Tommaso entrò nella sala da giorno ma, sentendosi a disagio, si voltò indietro per ricercare uno sguardo d’incoraggiamento. Guendalina lo accontentò e, dopo avergli sorriso, richiuse la porta. Sentiva addosso una strana inquietudine fin dal momento in cui lei si era presentata a Palazzo degli Albizzi dicendo che il suo Signore desiderava incontrarlo. Che cosa voleva da lui quell’uomo? Da alleato e amico di famiglia si era tramutato in uno sporco traditore ingannando Rinaldo e contribuendo al suo arresto. Quella fatidica sera, quando Ormanno aveva appreso la notizia, era quasi svenuto. Se non ci si poteva fidare degli amici, di chi fidarsi allora? Ed ora si trovava lì a Palazzo de’ Pazzi, di nascosto dal proprio Signore e con un brutto sospetto.

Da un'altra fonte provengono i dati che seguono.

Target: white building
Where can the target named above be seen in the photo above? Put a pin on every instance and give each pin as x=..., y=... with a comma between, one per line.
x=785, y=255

“Vieni avanti, ragazzo, non hai nulla da temere.” Gli disse Andrea, per tranquillizzarlo, ma nel suo mezzo sorriso non vi era traccia di cordialità e il fatto che tenesse due calici in mano era alquanto sospetto. Infatti ne sollevò uno e disse: “Prego, non fare complimenti.”
Anche se avrebbe preferito andarsene, alla fine Tommaso si rassegnò ad affrontare ciò che sarebbe avvenuto. Gli andò incontro e prese il calice che lui gli stava offrendo.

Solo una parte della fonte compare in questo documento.